Cable's prose is distinctive and echoes the patterns and conventions of much more established writers who focus on moments in time, delving deeper into a character rather than rushing along with a plot. He clearly has a gift for description and observation. I liked the use of personification with "the clock shuffled along to its arranged meeting time," and then his detail about Felix: "His hair stood up in unruly clumps, shooting off in every which way in a desperate attempt to leave the wasteland that was his body......his skin resembled Arctic snow in the sun."

When Felix meets his father, Cable cleverly captures the similarities between the two men who have had so little contact. 

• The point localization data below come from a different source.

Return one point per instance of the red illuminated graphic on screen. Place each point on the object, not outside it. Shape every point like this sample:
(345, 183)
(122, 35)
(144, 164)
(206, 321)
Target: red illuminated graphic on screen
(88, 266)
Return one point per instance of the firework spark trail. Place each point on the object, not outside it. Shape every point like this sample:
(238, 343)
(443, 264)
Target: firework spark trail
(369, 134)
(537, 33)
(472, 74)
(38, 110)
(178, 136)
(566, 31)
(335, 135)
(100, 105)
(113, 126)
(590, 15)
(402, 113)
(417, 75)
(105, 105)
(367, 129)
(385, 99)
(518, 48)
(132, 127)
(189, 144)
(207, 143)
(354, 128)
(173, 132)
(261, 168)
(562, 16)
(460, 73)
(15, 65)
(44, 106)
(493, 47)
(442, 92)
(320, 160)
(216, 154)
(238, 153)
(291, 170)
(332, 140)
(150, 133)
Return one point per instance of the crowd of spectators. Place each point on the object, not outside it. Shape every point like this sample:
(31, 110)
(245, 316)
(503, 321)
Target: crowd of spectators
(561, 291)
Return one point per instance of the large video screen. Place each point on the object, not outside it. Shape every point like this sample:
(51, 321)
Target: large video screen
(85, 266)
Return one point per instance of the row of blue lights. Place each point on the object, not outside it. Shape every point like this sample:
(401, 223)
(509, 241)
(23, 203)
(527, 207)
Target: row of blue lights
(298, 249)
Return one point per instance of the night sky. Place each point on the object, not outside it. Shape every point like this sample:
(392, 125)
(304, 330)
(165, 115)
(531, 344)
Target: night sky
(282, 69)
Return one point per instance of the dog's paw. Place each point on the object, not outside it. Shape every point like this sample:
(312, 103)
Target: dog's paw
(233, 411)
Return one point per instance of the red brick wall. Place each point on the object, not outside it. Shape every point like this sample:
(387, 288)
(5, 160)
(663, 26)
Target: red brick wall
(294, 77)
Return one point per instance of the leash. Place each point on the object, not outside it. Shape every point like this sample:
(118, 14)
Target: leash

"In that split second before any of them opened their mouths, Felix saw his shaggy brown hair, his dark eyebrows and his height back in the man in front of him." 

The references to Paris are used not just to place the reader securely in the setting of the action, but also to create atmosphere. The church of Sacre-Coeur is used several times to conjure strong images of the city. In this story the location is as much of a character as Felix and Alexander. 

This is Cable's debut and although it is polished, there were a few sentences that still felt a little clunky and occasionally Cable fell back on a cliche which stood out against the rest of his carefully considered language. However, this is his first book and I'm sure Cable will develop with everything he continues to publish. 

It is easy to read the book in one sitting. There are no chapters and only "pauses" between paragraphs and within the narrative flow. It didn't feel necessary to break away from reading as I think the atmosphere of the novel carries you along in a slightly dreamlike state. 

I don't want to say too much else as it is a short novel and really needs little explanation. If you enjoy a poetic style of writing, overflowing with description and imagery, a coming of age style voice and some interesting observations about the bigger issues and ideas in life, then you will enjoy this book. I would categorise it as literary fiction.